Se había llevado a su esposo, Omar, y con él, el futuro que habían soñado. Ahora, lo único que podía hacer era huir, llevar consigo los pedazos de su vida que cabían en una maleta y sobrevivir.

Jazmín se posa frente a una enorme fotografía de ella y su esposo por última vez para darle una reverencia al difunto.

—¡Jazmín, Jazmin! ¿Aún no terminas? —grita su ex vecina Fatima desde la puerta.

Con un nudo en la garganta, Jazmín echó una última mirada al anillo de bodas que descansaba en su dedo. Era otro recuerdo que quedaba de Omar, un anillo simple, pero lleno de promesas que nunca se cumplirían.

Se lo quitó lentamente, casi con reverencia, y lo guardó en un bolsillo interno de la maleta. No había tiempo para dudas. La guerra no esperaba, y ella tampoco podía permitirse mirar atrás.

Cuando salió al pasillo, el olor a polvo y ceniza la envolvió. Era el olor de la destrucción, de la vida que había terminado aquí. Fatima la esperaba con los ojos llenos de compasión y una urgencia que no necesitaba palabras. Jazmín notó las grietas en el rostro de su vecina, marcas de noches sin dormir, de pérdidas propias. Nadie aquí estaba intacto. El edificio ya estaba vacío días atrás y solo ella se negaba en irse.

—Tienes que ser fuerte, Jazmín —le dijo Fatima, tomándola por los hombros—. No mires atrás.

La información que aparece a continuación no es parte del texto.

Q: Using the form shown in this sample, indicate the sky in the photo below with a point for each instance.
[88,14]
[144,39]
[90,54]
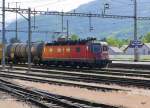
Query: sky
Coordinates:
[52,5]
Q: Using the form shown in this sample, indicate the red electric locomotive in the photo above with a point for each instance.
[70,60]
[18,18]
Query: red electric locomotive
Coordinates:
[90,52]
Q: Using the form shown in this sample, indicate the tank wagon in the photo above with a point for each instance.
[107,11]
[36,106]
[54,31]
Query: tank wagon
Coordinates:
[89,53]
[18,52]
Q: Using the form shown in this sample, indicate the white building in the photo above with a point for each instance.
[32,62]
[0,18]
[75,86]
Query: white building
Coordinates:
[144,50]
[114,51]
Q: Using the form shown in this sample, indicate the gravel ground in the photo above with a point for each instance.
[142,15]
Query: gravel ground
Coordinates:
[7,101]
[134,98]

—No voy a mirar —murmura Jazmin, aunque sus palabras sonaban huecas incluso para ella.

Fatima la guió hacia un taxi que esperaba al final de la calle. Tenía indicaciones claras de parte de una prima lejana de Jazmín.

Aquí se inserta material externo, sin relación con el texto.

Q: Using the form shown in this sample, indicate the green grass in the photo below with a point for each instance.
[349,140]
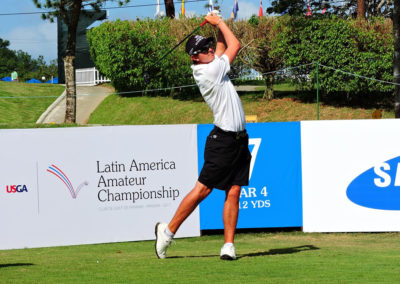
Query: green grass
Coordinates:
[263,258]
[32,101]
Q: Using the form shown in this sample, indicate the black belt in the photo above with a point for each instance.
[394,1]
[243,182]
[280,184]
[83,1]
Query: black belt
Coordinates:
[236,135]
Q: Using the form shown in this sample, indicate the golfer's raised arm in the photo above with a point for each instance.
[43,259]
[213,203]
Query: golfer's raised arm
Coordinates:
[226,39]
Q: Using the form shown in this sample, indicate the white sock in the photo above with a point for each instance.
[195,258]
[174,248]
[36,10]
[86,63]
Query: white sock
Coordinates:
[168,233]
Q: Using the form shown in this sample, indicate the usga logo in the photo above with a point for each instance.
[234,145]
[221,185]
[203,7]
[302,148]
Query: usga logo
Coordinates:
[53,169]
[377,187]
[16,188]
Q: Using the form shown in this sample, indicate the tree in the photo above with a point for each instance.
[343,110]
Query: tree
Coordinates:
[7,59]
[345,8]
[69,11]
[396,59]
[169,8]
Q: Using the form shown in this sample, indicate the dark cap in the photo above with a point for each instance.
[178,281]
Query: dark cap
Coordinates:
[197,43]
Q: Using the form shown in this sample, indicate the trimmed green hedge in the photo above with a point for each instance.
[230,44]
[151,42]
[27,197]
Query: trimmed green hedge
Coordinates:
[123,50]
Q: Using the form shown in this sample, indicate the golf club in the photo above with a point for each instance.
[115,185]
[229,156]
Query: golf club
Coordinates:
[146,75]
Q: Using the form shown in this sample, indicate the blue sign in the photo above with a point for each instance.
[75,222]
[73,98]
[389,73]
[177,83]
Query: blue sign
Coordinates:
[273,197]
[378,187]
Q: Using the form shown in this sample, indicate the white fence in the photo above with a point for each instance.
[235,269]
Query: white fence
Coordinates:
[89,76]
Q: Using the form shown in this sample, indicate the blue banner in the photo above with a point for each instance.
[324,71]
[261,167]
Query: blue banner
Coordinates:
[273,197]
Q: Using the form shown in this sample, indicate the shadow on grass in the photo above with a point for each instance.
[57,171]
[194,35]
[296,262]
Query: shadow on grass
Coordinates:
[261,253]
[14,264]
[377,100]
[280,251]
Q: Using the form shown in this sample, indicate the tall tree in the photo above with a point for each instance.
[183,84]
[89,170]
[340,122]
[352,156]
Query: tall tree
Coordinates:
[7,59]
[396,59]
[69,11]
[361,9]
[344,8]
[169,8]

"Debes hacer que aborde el taxi Fátima y acegurate que tome el vuelo".

El conductor, un hombre mayor con las manos callosas, no dijo nada cuando las vio. Simplemente asintió y comenzó a cargar la maleta de Jazmin en el maletero. Las calles estaban desiertas, pero los ecos de los disparos y las explosiones no permitían olvidar que la ciudad seguía desmoronándose.

El viaje al aeropuerto fue silencioso, salvo por las noticias que se filtraban desde la radio del conductor. Jazmín cerró los ojos, intentando bloquear las palabras que describían la devastación que había dejado atrás. No podía pensar en ello, no ahora. Si se permitiera sentir, se rompería, y no había tiempo para eso. Fátima la consoló como pudo, porque también ella había tenido la pérdida de sus dos hijos mayores en esa devastadora guerra. Fátima de encargo de que ella abordará al avión antes de volver a su hogar en otra ciudad.

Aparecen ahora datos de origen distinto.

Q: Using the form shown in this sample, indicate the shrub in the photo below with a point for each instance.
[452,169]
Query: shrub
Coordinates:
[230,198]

Cuando finalmente aterrizó en Sudáfrica, el contraste fue abrumador. La calidez del sol y la calma del aeropuerto parecían casi crueles. Jazmin sintió que el mundo seguía girando, ajeno a su dolor.

Aferrándose a su maleta, buscó entre la multitud hasta encontrar a Hana, su prima lejana. Hana la esperaba con una sonrisa débil pero sincera, aunque sus ojos, hundidos por la enfermedad, revelaban una verdad que no podía esconderse: su vida casi llega a su fin.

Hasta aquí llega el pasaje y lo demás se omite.